'Tammy' Shows New Side of McCarthy
Melissa McCarthy has many reasons to be happy with her new movie Tammy.
She produced, co-wrote and stars, and her husband co-wrote, directed and takes an important small role as the boss who fires her and starts the whole thing going. McCarthy is also more attractive both in her physical appearance and in the character she plays than she was in either Bridesmaids or The Heat, partly because Tammy is a gentle, people-loving movie without satiric edge or the brutality of a police story.
And McCarthy is generous to her cast, leaving a lot of the comedy to Susan Sarandon as the lively but alcoholic grandmother, and giving the most serious straight commentary to Kathy Bates as the most settled character in the cast, a lesbian who lives with lover Sandra Oh and has the only widespread social group in the movie, partygoers who behave like any large group who enjoy each other's company.
McCarthy keeps the few really sentimental bits for herself, but they are bits, not big scenes, and she handles them so well that they suggest that McCarthy could handle a more serious effort if she wants to, as I hope she will.
Others in the cast include Toni Collette, Allison Janney and Dan Aykroyd in roles small enough that I suspect that Tammy was a labor of love for people who liked Melissa McCarthy, which I did not until now.
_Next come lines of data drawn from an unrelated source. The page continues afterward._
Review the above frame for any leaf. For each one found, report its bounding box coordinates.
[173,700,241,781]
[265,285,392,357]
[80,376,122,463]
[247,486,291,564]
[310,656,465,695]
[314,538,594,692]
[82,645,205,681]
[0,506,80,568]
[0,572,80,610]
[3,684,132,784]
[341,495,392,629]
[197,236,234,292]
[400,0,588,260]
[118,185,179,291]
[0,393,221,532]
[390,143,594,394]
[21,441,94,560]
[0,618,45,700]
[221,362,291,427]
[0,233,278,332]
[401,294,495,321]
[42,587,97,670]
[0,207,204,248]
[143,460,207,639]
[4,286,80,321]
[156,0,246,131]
The story is the merest trifle of a road comedy, as McCarthy and Sarandon proceed down the road and encounter people and places and comic episodes that are in fact linked together in something resembling a single plot, but don't worry about that.
And don't worry about McCarthy's weight-- her character certainly doesn't. And it, like everything else in Tammy, is tastefully handled, except perhaps the language, which may annoy the delicate. But it's worth putting up with for everything else.